Transference Hypothesis (TH): The clinician, being very sensitive to his or her gender in the construction of the TH, reviews the several stamps or causal theory conclusions obtained during the SOH to determine if there is a ‘common maltreatment theme’ running through the Significant Other History material. Hopefully, ONE CORE FEAR-AVOIDANCE HYPOTHESIS will be apparent that can then be represented by one Transference Hypothesis sentence. The sentence is stated in such a way that describes how the core-fear situation (“hot spot”) will produce the feared consequence. For example: “If I disclose anything about my personal feelings to Dr. Smith, then he will ridicule me or tell me that I am stupid.” The “if this….then that” organization of the TH sentence helps the clinician understand the core-fear and hurtful consequence dilemma that the patient likely will experience.
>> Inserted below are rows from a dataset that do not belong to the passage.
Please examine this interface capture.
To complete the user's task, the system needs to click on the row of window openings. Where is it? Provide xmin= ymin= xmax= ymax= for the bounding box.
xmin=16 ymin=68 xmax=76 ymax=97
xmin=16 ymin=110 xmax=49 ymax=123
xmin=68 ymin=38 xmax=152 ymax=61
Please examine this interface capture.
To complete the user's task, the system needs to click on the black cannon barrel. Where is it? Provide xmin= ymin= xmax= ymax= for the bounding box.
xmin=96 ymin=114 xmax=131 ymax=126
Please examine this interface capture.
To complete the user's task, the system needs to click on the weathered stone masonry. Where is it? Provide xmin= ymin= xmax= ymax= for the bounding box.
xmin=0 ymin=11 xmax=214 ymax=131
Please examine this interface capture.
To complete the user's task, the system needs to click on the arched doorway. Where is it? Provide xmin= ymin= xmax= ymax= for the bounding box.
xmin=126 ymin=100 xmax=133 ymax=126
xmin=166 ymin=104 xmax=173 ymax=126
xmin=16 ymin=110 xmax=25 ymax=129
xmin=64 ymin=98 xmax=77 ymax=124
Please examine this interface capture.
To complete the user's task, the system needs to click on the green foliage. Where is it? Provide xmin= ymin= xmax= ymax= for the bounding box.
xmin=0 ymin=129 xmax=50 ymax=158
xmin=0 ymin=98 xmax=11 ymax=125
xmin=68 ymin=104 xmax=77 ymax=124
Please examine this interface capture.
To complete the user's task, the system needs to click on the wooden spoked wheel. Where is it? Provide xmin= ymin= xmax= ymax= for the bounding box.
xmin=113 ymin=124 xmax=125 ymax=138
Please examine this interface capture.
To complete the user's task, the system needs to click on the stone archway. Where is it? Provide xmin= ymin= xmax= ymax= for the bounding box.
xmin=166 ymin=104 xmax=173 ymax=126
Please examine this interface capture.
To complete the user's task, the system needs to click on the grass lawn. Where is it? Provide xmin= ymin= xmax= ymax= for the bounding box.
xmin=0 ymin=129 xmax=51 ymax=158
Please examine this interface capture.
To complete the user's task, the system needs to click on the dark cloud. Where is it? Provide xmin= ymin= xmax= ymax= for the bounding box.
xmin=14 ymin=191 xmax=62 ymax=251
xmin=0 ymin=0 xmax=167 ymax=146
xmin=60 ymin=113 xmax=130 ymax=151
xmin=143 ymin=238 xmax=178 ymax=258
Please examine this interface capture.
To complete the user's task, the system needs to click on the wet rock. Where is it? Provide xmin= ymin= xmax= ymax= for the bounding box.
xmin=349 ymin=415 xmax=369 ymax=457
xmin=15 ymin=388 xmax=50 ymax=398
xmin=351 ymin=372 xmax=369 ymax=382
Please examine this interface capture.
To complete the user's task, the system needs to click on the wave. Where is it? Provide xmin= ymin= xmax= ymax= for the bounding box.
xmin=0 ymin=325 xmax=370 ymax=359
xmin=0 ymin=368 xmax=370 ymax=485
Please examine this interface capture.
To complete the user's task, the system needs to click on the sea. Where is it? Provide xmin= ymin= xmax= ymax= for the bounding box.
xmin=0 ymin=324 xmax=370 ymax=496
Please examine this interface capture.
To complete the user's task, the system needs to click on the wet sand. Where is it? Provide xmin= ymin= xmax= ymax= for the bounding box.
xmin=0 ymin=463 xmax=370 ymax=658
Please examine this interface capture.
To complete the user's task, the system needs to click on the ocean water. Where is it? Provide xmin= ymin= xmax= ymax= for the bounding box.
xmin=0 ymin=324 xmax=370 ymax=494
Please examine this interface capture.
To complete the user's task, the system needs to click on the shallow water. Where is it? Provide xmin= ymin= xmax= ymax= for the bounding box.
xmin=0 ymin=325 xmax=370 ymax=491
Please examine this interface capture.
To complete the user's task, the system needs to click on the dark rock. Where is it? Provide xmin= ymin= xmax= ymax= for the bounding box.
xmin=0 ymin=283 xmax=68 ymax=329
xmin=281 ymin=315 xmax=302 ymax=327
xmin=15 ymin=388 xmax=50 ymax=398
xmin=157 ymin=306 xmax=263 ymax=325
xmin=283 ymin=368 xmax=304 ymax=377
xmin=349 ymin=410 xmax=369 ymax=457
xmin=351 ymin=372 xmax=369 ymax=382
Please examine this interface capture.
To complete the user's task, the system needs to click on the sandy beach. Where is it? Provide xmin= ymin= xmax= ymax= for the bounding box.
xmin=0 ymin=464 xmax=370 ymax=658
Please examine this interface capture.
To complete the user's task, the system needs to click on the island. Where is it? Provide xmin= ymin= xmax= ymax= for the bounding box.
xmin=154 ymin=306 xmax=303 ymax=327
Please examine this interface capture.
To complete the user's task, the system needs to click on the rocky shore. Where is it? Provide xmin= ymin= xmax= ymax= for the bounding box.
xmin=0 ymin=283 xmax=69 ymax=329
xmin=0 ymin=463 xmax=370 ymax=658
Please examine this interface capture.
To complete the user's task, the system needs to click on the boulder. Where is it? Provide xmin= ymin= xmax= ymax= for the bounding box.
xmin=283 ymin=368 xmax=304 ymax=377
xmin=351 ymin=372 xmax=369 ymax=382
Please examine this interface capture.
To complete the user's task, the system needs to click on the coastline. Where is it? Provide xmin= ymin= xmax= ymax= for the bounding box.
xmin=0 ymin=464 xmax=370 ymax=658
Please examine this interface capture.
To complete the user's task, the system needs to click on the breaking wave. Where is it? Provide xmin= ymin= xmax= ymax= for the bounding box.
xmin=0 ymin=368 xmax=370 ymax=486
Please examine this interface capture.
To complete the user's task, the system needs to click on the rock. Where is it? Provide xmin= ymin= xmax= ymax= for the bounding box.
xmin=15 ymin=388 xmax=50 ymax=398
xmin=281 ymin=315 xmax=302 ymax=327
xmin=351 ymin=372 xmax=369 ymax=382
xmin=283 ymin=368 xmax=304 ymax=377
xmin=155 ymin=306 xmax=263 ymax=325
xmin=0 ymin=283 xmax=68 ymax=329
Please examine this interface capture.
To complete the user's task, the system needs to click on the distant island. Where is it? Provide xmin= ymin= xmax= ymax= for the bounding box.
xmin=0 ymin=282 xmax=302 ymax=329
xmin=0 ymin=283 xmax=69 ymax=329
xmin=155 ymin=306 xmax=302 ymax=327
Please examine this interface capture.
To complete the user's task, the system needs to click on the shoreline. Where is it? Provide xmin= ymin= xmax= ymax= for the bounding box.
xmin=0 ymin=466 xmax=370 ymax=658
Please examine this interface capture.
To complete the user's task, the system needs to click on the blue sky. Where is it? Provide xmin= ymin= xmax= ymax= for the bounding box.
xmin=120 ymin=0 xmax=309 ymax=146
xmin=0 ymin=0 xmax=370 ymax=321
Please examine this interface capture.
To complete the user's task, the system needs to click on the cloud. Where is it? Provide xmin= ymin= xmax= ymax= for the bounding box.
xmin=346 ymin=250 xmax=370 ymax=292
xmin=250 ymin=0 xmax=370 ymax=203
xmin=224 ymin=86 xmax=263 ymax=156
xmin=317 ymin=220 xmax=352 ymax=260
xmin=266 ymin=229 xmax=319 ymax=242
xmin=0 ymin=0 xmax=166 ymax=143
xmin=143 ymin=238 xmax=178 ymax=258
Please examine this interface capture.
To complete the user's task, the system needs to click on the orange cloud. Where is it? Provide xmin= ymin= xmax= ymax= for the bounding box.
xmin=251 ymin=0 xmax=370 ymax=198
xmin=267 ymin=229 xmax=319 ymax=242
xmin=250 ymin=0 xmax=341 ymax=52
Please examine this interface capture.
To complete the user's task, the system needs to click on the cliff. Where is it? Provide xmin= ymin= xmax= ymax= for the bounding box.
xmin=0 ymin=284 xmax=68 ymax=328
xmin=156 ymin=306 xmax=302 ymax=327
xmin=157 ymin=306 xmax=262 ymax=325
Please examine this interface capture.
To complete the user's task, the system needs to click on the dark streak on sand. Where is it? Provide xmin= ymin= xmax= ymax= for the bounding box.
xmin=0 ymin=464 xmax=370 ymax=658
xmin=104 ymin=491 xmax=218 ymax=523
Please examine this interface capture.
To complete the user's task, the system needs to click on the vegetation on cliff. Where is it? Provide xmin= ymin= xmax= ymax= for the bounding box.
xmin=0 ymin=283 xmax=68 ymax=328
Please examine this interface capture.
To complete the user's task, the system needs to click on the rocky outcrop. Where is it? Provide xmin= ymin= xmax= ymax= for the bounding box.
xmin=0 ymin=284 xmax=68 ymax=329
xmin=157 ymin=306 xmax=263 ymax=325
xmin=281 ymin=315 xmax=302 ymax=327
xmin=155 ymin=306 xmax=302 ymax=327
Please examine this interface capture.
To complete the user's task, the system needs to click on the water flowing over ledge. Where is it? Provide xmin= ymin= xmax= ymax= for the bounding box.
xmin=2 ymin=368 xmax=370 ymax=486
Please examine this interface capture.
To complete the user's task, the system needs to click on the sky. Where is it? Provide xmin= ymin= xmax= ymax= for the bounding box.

Transference Hypothesis Domains: The therapist reviews the causal theory conclusions or stamps or legacy of influence themes, and pinpoints the core-fear TH of the patient placing the TH in one of four interpersonal domains: (1) relational dyadic intimacy or closeness; (2) personal disclosure of emotional need; (3) making mistakes in treatment; and, (4) the expression of negative emotionality.

Caveat: No more than one TH is formulated and used during the process of treatment. The reason for this limitation is that constructing more than one TH becomes difficult to administer and easily over-burdens the therapist with yet another task he or she must do. We have found that one TH when covered thoroughly over the course of treatment is sufficient to achieve a nice discrimination of the therapist from maltreating Significant Others.

Patient’s Final Exam at the end of treatment:

  1. Do one Situational Analysis on one interpersonal situational event with no assistance from the therapist. (Criterion Answer: 5 correct steps completed with revisions, if necessary, with no help from the therapist. A step is incorrect if the clinician must provide assistance.)
  1. Do an Interpersonal Discrimination Exercise (IDE) on the clinician and maltreating Significant Others with no help from the therapist. (Criterion Answer: 4 correct steps completed with no help from the therapist. A step is incorrect if the clinician must provide assistance.)

Suggested Reading: JP McCullough, Jr., L Schramm & JK Penberthy (2015). CBASP as a Distinctive Treatment for Persistent Depressive Disorder. London: Routledge Press. [However, I hear that the German translation is poorly done.]